Heavy monsoon rains wreak havoc across India
Severe flooding has affected hundreds of thousands across Bangladesh and Myanmar, according to the UN Office for the Coordination of Humanitarian Affairs. In India, at least 150 people are dead and more than a million displaced by heavy monsoon rains made worse when Cyclone Komen swept the country. FSRN’s Jasvinder Sehgal has more.
Two days after Cyclone Komen affected Bangladesh, eastern and northern Indian states are racked by heavy rains and floods. Manipur, Odisha and West Bengal states are also hard hit.
In India’s central Madhya Pradesh, 31 people died Tuesday when two passenger trains traveling in opposite directions derailed within minutes of each other while crossing a small bridge. Seventy-two people were injured; more than 300 were rescued after the carriages flipped into the river. Witnesses say that many others were washed away by the river’s currents.
”The prima facie cause of the incident is stated to be flash floods due to heavy rains,” explained India’s railway minister, Suresh Prabhu. “Statutory inquiry into the accident has been ordered to be conducted by Commissioner of Railway Safety. Help line numbers have been set up at all important locations. Railways have been instructed to take all precautions in flood affected areas.”

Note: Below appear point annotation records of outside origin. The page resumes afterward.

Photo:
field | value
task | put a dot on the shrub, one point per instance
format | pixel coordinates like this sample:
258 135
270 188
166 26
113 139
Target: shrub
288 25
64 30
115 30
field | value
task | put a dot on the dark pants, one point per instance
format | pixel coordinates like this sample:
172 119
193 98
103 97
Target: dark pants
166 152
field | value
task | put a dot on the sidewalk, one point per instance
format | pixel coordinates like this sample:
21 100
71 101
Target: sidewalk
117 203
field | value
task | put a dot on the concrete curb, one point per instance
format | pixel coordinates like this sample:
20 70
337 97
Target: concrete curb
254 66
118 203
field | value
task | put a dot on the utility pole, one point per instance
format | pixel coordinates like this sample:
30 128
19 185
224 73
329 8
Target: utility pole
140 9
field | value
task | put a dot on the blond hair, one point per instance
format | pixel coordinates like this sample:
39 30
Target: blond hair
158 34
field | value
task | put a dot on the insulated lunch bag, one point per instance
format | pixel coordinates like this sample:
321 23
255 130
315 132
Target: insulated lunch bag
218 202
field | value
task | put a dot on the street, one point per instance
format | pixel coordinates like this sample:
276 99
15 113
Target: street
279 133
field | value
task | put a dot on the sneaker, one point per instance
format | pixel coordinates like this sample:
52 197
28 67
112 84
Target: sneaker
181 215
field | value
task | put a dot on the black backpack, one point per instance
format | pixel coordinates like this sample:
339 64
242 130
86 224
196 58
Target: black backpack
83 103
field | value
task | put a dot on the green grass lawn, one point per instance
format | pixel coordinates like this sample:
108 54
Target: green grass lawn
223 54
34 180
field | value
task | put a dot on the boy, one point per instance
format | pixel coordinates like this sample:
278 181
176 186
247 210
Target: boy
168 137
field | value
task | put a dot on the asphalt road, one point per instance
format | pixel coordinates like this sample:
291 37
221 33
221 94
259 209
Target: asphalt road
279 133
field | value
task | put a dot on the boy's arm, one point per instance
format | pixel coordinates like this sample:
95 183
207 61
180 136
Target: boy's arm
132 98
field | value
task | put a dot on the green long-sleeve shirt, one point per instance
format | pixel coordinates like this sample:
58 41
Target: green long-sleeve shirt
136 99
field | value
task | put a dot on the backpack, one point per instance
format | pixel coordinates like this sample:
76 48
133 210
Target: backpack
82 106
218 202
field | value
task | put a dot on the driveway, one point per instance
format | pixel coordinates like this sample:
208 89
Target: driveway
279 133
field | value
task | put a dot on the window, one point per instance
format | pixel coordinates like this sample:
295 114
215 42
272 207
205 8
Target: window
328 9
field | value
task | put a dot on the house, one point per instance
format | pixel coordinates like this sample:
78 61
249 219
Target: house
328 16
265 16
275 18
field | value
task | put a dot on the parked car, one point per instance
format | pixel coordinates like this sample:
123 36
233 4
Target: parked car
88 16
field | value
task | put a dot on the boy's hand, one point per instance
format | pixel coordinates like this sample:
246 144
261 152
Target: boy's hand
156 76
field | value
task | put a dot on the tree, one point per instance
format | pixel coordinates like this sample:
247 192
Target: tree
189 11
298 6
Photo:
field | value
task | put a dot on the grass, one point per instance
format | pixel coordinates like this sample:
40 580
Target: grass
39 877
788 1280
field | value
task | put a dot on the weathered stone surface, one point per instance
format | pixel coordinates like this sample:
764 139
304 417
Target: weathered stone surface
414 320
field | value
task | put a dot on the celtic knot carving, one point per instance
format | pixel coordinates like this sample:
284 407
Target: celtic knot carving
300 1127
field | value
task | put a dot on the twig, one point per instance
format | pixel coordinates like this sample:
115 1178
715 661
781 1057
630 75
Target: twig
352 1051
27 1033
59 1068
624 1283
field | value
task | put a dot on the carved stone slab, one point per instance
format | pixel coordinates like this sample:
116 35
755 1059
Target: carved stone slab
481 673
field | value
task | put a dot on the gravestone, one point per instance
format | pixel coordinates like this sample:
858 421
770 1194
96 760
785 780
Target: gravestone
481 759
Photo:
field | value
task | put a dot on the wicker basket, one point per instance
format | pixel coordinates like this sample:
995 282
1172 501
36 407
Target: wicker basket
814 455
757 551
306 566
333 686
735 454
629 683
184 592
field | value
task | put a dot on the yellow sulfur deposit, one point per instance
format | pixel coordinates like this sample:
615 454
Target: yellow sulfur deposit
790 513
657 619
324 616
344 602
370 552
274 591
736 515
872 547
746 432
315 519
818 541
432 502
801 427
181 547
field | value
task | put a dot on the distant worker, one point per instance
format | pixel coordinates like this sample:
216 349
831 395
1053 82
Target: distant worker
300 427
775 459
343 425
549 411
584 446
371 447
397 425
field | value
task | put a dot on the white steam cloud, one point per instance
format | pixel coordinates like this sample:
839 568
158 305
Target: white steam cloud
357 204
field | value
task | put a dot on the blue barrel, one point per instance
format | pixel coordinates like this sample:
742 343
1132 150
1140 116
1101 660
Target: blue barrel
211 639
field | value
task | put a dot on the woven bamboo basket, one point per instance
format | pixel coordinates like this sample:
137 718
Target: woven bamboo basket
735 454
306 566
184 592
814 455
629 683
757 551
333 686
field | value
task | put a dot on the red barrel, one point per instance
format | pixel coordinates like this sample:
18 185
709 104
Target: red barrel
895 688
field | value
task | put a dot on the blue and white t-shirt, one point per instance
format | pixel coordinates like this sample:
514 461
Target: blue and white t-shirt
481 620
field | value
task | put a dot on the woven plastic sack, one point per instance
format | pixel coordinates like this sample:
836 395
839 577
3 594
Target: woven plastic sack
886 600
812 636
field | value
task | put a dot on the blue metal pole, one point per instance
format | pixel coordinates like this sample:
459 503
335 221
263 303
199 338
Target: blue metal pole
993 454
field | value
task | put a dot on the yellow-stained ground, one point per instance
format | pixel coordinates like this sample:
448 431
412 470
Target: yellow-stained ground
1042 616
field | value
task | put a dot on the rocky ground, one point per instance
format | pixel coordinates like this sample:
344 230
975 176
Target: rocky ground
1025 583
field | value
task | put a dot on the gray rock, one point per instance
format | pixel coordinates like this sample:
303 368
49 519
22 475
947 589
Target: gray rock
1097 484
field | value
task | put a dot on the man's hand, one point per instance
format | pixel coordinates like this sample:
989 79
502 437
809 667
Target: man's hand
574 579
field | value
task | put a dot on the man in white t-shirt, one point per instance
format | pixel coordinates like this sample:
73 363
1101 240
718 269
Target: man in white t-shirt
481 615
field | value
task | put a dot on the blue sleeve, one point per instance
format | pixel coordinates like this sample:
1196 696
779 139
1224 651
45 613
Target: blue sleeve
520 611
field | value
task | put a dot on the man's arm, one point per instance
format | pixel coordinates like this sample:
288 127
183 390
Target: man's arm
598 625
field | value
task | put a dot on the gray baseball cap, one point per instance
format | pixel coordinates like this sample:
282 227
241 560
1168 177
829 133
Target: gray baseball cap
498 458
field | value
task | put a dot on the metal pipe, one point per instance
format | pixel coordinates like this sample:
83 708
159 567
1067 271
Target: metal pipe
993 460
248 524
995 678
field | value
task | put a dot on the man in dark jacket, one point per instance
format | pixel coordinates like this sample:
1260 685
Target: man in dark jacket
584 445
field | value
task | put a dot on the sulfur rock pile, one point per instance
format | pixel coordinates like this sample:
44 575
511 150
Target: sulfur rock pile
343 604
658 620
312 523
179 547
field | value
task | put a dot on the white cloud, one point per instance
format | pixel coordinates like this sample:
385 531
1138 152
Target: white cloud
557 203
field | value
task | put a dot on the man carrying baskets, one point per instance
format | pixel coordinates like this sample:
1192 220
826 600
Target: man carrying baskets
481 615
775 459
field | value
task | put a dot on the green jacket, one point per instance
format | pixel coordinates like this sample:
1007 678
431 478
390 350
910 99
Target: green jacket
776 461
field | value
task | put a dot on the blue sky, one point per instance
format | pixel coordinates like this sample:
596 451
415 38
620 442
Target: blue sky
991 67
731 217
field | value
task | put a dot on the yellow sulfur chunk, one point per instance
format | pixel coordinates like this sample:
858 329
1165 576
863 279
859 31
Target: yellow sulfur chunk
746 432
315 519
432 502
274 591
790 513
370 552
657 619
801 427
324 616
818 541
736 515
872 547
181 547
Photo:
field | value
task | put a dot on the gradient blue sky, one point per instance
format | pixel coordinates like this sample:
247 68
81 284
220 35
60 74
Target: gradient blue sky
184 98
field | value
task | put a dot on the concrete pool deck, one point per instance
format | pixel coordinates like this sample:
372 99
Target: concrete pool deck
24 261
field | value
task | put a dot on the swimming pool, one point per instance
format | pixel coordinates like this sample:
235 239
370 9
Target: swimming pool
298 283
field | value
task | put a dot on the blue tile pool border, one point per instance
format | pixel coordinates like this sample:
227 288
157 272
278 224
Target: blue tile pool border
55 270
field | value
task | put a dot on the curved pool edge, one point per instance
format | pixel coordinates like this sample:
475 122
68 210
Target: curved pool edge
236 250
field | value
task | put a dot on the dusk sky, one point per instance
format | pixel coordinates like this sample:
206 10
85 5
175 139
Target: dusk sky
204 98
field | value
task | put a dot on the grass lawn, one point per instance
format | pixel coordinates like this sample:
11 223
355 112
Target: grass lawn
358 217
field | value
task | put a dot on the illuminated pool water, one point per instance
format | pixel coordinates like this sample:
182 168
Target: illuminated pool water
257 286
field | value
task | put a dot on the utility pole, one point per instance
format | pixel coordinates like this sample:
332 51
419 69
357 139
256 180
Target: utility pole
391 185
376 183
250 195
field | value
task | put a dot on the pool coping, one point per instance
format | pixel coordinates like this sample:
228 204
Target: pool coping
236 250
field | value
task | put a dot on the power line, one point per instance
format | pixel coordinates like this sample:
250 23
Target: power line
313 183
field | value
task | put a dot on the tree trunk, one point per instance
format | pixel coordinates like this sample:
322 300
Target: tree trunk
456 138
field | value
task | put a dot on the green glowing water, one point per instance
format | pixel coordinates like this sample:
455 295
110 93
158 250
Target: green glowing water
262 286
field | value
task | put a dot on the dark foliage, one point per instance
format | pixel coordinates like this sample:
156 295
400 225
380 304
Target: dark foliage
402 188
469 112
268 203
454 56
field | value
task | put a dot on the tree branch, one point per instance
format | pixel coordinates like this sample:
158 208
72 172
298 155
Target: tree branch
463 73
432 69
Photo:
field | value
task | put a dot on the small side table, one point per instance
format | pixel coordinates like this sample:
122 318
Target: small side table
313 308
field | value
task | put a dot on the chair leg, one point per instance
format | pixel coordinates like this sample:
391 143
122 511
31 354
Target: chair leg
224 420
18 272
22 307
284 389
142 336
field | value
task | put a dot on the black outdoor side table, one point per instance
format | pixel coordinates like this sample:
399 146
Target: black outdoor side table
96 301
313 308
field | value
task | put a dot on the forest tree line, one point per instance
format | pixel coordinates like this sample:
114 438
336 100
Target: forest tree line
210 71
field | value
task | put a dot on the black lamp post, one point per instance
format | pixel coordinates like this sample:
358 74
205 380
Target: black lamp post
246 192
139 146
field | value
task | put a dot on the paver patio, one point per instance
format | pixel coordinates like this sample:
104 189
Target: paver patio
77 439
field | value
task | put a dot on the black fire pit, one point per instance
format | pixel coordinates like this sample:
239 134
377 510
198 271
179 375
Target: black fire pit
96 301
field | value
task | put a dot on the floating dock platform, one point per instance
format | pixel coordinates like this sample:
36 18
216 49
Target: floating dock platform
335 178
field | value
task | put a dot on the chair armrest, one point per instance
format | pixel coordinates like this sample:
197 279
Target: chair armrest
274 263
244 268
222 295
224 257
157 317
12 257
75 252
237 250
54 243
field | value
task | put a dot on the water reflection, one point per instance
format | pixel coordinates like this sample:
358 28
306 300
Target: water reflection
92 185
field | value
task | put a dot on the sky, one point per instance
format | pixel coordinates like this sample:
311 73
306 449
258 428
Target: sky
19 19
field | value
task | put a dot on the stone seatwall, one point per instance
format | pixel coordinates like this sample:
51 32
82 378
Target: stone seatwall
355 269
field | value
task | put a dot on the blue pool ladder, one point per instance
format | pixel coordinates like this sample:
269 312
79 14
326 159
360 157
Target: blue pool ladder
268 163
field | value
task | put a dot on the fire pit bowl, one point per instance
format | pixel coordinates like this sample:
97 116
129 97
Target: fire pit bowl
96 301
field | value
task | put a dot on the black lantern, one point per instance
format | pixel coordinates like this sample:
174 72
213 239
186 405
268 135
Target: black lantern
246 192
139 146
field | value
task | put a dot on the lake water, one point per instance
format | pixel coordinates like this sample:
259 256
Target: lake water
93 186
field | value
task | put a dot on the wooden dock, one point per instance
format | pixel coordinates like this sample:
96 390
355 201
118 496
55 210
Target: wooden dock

Prime Minister Narendra Modi announced aid for victims of the incident; $3200.00 each for the next of kin of those who lost their lives, $800.00 for those seriously injured in the accident.
The railway accident highlights both the effects of rampant flooding in the country and the deteriorating state of India’s railway system. According to federal data, in 2014 more than 25,000 people died in rail accidents in the country.
Meanwhile, ongoing seasonal flooding continues. Twelve people died after a 50-year-old building collapsed near India’s business capital city of Mumbai. Last week, another 40-year-old building fell, killing nine.
Heavy to very heavy rains are expected to continue and the death toll will likely rise once flood waters recede and residents can return to more than 10,000 villages currently submerged.